Бродя по истерзанной врагом Варшаве, Корчак слышал озорной детский смех, доносившийся до его ушей из еще дымящихся развалин, и поражался способности молодых мгновенно восстанавливать силы, их жизнестойкости. «Несмотря на кровавую бойню, вопреки разрушительной мощи человека, сила жизни превозмогает все, — писал он. — После этой войны никто не посмеет ударить ребенка за разбитое окно. Взрослые будут проходить мимо детей, опустив головы от стыда».
Краткий период спокойствия закончился новым потрясением: немцы развязали террор против поляков и евреев, начались варварские расправы на улицах, аресты, казни. Евреев сгоняли в трудовые команды, поляков увозили на принудительные работы в Германию. Немцы реквизировали ев-рейские предприятия и магазины, закрывали еврейские школы. Когда 17 сентября в Польшу неожиданно вошли русские войска, страна снова оказалась разделена: в соответствии с секретным соглашением в рамках пакта о ненападении Молотова — Риббентропа восточная часть Польши досталась Советскому Союзу, западная — Германии.
Большинство филантропов Общества помощи сиротам либо бежали из Польши, либо у них отобрали все имущество, а банковские счета заморозили. Несмотря на все более мрачную атмосферу в городе и опасения за свою безопасность, Корчак продолжал ходить по Варшаве в поисках продуктов для приюта в польском военном мундире, хотя и без знаков различия. Его уже узнавали в офисах юденрата, еврейского совета, учрежденного немцами для взаимодействия с еврейской общиной. Кроме того, он регулярно посещал CENTOS, еврейскую организацию социального обеспечения детей, где некогда работала Стефа. Когда все старались оставаться как можно менее заметными, фигура Корчака в польском мундире вызывала тревогу. Авраам Берман, директор CENTOS, вспоминает: «Мы были страшно напуганы и спросили его, зачем он носит мундир. «Для меня, — ответил Корчак, — не существует немецкой оккупации. Я горжусь званием польского офицера и буду носить то, что хочу». Мы пытались объяснить, что дело не в наших личных чувствах, а в том, что его появление в мундире может нанести вред организации, которая выполняет важные общественные задачи, но наши доводы не смогли его убедить».

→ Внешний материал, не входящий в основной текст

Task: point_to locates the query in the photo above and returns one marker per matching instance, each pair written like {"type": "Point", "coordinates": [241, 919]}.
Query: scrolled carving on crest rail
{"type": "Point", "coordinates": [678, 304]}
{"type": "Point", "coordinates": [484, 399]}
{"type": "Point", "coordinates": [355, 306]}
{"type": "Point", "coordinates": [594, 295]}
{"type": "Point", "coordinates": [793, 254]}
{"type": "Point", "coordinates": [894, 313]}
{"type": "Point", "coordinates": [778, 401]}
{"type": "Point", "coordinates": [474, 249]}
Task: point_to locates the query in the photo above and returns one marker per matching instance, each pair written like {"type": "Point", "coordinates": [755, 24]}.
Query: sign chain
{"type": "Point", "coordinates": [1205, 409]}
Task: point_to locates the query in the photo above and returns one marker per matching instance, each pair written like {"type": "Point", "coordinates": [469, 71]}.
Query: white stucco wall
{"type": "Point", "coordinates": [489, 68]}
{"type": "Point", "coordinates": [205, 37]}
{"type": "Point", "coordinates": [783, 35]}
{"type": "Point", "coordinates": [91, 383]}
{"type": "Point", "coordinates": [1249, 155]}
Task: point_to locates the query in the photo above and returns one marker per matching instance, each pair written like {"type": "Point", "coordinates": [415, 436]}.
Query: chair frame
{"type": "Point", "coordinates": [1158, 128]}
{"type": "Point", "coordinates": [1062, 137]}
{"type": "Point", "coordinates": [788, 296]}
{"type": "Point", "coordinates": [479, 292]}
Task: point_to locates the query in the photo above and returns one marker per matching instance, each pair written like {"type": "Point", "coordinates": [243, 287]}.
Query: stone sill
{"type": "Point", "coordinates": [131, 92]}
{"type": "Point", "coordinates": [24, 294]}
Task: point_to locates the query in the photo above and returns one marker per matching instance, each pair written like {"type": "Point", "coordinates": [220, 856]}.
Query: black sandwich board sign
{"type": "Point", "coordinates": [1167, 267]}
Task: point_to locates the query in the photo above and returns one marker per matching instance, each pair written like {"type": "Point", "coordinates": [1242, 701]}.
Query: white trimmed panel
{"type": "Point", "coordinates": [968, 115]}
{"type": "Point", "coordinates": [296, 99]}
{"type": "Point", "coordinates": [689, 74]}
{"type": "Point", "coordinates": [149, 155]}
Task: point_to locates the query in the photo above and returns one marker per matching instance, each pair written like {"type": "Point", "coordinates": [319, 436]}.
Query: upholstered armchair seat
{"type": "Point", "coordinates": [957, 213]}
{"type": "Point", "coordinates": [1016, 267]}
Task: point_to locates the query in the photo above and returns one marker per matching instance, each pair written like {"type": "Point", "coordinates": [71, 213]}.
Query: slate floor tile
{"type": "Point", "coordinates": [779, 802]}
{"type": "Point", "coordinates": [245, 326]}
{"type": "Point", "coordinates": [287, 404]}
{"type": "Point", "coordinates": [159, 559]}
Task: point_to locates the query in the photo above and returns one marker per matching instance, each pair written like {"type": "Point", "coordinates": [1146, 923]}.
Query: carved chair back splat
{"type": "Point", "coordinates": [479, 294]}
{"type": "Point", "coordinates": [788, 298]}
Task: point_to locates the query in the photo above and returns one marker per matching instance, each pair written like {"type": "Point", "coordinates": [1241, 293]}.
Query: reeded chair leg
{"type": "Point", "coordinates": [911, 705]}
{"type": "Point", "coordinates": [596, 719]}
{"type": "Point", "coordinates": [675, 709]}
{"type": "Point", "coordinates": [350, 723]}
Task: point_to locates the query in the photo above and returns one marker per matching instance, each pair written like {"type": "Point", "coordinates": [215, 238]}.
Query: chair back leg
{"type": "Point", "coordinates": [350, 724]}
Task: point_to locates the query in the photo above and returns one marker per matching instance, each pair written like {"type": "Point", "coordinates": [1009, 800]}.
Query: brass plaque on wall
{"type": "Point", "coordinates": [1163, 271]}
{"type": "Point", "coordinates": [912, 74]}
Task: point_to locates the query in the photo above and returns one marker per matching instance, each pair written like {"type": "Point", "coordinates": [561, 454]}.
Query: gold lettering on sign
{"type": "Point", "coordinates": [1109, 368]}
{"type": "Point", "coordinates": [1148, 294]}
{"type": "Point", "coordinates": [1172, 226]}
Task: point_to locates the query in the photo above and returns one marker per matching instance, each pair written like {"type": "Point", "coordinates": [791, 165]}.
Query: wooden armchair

Когда Неверли выказал удивление, увидев его в мундире, Корчак сказал, что любит форму ничуть не более, чем раньше, но носит ее в знак протеста. С тем же упорством Корчак не носил белой повязки с голубой звездой Давида, которая была 1 декабря 1939 года объявлена обязательной для всех евреев старше одиннадцати лет. Он не только полагал унизительным для еврейского символа служить знаком позора, но и не мог позволить нацистам лишить его принадлежности к польскому народу, поставив на нем печать исключительной принадлежности к еврейству. «Как учитель я ставлю вечные законы выше преходящих людских», — писал он когда-то, и не изменил этого убеждения.